# need transport of personal items to Zihuatanejo



## Barbarita (May 28, 2011)

Any moble travelers willing to take several boxes (unsealed) of personal items to Zihuatanejo,Mx.? Willing to help with gas expences.


----------



## RVGRINGO (May 16, 2007)

People crossing the border are only entitled to bring their own personal stuff, not transport for others. You would be asking them to lie and pretend that your stuff belonged to them. Yes, folks do bring an item or two for friends, but asking someone to bring several cartons is asking a lot.
UPS and FedEX can provide the service you need.


----------



## Barbarita (May 28, 2011)

*transporting items to Mexico*



RVGRINGO said:


> People crossing the border are only entitled to bring their own personal stuff, not transport for others. You would be asking them to lie and pretend that your stuff belonged to them.

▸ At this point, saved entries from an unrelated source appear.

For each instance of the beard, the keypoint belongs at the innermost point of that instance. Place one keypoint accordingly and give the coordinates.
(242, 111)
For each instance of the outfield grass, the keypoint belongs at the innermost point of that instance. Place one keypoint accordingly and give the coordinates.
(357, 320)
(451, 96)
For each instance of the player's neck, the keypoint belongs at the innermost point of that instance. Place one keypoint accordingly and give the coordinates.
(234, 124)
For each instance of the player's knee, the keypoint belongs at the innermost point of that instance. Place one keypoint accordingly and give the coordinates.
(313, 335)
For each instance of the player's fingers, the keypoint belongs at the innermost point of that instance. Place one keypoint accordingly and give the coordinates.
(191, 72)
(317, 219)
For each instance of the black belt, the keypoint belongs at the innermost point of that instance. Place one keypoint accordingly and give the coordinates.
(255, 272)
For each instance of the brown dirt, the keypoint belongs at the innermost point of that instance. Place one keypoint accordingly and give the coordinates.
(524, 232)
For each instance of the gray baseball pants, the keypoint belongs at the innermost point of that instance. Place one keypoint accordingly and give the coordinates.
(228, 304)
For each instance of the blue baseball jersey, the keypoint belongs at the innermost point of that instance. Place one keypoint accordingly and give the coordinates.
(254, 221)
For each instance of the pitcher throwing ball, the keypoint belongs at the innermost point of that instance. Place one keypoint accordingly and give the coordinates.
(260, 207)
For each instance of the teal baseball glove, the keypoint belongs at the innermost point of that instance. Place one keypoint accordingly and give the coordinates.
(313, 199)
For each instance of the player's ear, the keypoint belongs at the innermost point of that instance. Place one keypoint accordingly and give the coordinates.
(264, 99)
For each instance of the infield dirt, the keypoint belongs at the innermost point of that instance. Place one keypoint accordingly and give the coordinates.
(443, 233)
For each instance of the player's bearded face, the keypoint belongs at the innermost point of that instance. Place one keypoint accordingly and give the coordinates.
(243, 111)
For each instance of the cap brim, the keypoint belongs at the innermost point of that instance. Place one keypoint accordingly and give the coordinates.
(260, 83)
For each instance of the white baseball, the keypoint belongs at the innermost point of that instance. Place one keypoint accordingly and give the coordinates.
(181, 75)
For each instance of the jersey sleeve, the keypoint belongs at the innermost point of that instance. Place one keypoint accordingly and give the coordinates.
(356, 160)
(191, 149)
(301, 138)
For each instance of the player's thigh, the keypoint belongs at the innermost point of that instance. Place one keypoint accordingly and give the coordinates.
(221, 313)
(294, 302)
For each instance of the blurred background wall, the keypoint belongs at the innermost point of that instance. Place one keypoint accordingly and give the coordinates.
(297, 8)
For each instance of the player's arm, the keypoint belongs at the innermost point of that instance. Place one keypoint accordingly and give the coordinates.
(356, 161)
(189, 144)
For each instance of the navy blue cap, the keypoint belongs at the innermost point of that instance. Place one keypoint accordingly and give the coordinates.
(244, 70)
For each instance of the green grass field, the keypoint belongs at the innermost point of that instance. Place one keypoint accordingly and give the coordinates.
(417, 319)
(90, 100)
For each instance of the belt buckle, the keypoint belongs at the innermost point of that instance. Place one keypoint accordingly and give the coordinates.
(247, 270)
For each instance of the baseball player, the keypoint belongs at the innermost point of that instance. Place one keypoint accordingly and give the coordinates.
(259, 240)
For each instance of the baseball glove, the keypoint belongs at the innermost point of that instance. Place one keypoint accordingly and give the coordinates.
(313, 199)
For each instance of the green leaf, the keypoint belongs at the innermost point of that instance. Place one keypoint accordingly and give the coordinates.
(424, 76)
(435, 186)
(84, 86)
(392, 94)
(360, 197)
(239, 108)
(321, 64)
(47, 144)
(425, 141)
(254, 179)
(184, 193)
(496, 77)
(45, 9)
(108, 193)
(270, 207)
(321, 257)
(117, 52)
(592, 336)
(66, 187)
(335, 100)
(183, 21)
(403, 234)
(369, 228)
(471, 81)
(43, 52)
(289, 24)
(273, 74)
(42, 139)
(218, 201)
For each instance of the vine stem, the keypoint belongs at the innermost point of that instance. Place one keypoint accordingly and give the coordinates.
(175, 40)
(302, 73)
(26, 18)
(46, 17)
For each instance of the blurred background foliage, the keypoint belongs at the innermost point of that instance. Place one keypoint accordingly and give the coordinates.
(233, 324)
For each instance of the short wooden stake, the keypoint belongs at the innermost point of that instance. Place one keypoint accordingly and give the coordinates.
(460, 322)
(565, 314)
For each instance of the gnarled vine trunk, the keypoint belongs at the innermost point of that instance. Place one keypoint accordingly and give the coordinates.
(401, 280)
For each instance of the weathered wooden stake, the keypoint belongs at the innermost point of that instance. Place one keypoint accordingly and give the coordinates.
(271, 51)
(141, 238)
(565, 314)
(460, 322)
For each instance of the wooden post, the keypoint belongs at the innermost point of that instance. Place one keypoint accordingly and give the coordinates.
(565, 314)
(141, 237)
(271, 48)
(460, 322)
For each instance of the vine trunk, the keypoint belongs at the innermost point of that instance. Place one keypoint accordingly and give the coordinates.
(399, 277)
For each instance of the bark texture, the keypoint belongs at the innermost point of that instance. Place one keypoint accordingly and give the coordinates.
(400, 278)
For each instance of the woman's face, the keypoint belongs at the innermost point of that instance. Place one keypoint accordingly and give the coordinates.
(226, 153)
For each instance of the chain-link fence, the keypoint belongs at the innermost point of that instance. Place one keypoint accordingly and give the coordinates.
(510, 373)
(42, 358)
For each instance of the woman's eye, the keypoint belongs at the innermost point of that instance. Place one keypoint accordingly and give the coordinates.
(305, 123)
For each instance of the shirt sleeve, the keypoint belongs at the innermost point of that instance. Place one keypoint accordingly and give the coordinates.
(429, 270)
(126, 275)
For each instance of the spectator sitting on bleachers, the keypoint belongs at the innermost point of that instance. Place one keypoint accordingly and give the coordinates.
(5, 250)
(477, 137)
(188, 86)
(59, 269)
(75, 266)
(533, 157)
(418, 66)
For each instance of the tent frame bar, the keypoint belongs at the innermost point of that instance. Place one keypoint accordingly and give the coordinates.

Yes, folks do bring an item or two for friends, but asking someone to bring several cartons is asking a lot.
> UPS and FedEX can provide the service you need.


Gracis, Will contact UPS & FedEX


----------



## kazslo (Jun 7, 2010)

Barbarita said:


> Gracis, Will contact UPS & FedEX


Also include DHL in that list...I've usually found them to be faster at delivery and a slightly better price.


----------



## HolyMole (Jan 3, 2009)

kazslo said:


> Also include DHL in that list...I've usually found them to be faster at delivery and a slightly better price.


I wanted to send a 1 page letter in a standard envelope from British Columbia to Mexico City, and DHL wanted $63.

Those few cardboard boxes would have to contain gold bars to make it worthwhile using one of the couriers listed.


----------